At the same time, Horiunov said the program also had positive initiatives related to business deregulation.
"For example, it's the abolition of excessive reporting, replacement of state control with voluntary liability insurance or prevention of blocking of operations at a multidisciplinary enterprise in case if violations are detected on one type of activity," he said.
Executive Director at the Blazer International Foundation, Oleh Ustenko, in turn, pointed out that the strategy's main objective is to restore the national economy in the post-quarantine period to help it revive.
"The government and developers set the main task to mitigate COVID-19's negative impact on the economy of Ukraine, rather than that of the global crisis that affects us. From this perspective, I believe that the program corresponds to the tasks set," the expert said.
Time to act
According to Dmytro Horiunov, if today the goal is to restore the economy from the negative impact of quarantine, it is more logical to stimulate growth from below, that is, directly through people affected by restrictions.
"This will restore demand and automatically stimulate supply. As for fiscal incentives, they should be limited to easing fixed taxes and fees," the expert said. Also, according to him, the government needs to add measures to strengthen the fight against corruption and enhance antitrust regulation, as well as continue large-scale privatization, which, among other things, should be aimed at reducing the state's participation in the banking system.
According to Oleh Ustenko, the program should include actions that could deliver a quick and positive effect. First of all, it's about measures to attract capital to the country and preserve the investments that are already here, in Ukraine.
"It is necessary to make an inventory of those large investment projects that are already working in the country. They need help so that they are not put on pause. If we don't help those who are already investing in the country, there's a risk that the projects will be put on hold and that we won't see additional jobs. In the long run, we will not receive taxes to the revenue side of the state budget," the expert explained.

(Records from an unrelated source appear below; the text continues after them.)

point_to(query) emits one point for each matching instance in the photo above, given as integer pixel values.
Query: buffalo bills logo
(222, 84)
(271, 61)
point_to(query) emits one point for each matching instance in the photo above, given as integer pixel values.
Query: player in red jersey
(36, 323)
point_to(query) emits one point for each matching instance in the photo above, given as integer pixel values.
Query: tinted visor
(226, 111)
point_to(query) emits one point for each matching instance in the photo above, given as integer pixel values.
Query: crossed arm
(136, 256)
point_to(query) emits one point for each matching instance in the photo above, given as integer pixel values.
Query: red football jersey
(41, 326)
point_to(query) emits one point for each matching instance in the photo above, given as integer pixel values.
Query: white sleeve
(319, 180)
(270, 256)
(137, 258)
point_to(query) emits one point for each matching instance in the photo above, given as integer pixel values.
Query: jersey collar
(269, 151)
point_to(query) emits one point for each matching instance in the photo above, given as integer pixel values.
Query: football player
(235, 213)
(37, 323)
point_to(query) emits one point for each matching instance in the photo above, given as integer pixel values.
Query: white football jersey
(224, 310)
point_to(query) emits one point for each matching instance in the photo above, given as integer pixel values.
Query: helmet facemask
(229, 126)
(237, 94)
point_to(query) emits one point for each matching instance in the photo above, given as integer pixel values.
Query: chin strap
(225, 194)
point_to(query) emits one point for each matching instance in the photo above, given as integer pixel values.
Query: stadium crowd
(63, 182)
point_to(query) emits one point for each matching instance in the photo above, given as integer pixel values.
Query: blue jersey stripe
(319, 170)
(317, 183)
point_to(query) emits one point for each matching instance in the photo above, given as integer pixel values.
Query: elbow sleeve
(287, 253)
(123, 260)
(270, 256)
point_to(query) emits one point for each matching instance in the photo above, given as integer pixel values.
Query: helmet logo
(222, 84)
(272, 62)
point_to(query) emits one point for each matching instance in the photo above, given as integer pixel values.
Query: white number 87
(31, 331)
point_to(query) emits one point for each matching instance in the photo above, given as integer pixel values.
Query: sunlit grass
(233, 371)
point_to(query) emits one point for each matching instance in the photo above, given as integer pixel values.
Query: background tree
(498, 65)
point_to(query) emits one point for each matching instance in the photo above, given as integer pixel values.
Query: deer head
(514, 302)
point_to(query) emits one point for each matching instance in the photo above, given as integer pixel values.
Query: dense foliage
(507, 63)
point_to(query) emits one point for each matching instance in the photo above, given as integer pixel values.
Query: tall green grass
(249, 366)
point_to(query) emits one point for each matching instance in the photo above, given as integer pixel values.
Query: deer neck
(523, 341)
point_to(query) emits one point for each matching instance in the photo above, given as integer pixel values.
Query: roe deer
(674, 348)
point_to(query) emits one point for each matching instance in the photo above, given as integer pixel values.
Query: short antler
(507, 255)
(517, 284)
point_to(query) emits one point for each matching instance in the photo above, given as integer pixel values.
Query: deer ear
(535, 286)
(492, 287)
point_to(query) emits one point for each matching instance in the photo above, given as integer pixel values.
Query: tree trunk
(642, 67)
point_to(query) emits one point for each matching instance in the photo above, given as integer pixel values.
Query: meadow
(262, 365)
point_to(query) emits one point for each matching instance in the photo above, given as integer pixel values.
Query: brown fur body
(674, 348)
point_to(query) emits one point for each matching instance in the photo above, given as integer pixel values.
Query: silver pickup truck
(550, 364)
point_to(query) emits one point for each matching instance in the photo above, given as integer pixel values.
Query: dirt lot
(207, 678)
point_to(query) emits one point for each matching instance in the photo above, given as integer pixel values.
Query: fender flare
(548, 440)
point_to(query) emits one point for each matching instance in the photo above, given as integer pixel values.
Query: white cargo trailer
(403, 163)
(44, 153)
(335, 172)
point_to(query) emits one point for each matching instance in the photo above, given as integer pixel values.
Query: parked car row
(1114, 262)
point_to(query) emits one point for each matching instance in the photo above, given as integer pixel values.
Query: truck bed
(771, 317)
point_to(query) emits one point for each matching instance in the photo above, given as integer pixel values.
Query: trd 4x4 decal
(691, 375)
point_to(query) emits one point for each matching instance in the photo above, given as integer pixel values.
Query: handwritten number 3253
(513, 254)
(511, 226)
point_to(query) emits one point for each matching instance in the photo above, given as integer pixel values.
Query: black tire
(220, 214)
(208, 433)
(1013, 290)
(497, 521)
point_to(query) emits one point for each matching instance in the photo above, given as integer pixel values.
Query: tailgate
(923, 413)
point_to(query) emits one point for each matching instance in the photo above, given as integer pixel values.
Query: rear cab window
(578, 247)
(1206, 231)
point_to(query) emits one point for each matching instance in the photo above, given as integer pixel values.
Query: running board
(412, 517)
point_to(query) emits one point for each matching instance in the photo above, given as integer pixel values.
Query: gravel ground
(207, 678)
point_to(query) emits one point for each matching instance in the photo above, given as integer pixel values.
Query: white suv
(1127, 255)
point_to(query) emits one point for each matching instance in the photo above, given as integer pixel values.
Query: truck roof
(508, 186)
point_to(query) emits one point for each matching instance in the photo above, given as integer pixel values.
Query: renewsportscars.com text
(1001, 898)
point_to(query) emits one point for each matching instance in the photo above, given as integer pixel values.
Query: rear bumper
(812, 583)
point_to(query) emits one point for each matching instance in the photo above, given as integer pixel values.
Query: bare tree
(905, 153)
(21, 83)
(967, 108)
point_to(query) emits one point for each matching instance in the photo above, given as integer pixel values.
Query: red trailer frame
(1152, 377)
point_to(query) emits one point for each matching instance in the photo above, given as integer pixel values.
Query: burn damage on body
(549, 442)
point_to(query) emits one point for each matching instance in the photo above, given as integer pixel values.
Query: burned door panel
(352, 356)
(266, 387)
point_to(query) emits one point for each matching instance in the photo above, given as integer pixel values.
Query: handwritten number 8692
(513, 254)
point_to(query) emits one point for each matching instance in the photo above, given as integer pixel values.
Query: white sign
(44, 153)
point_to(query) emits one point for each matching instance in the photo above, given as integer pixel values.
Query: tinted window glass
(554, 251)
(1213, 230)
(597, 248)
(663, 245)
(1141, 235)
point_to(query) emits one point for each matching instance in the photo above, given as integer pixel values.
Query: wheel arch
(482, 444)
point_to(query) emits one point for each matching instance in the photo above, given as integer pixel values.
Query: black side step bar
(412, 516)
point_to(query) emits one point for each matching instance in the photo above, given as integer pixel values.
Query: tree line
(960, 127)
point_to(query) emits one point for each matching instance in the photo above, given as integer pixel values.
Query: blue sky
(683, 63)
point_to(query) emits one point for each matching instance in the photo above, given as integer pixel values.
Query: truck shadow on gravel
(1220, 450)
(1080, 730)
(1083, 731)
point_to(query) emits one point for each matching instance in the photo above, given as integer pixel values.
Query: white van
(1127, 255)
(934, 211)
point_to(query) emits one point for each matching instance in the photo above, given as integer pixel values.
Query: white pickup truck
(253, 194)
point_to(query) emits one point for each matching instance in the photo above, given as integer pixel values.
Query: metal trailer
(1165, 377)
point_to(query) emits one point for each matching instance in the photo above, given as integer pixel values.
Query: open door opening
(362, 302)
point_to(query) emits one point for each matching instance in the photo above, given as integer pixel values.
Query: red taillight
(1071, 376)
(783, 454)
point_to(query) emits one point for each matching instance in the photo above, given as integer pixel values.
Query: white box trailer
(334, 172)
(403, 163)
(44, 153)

He also drew attention to the fact that in conditions of limited financial resources, it is necessary for Ukraine to concentrate state support on sectors that could have a multiplier effect.
In the coming weeks, we will be able to see if the government heard deputies, business CEOs, and experts and if they will be able to create a working mechanism for effective support of the economy to ensure its recovery.
But the main thing is to make sure that they finally start taking real steps to improve the situation because, in a crisis period, any delay could be deadly.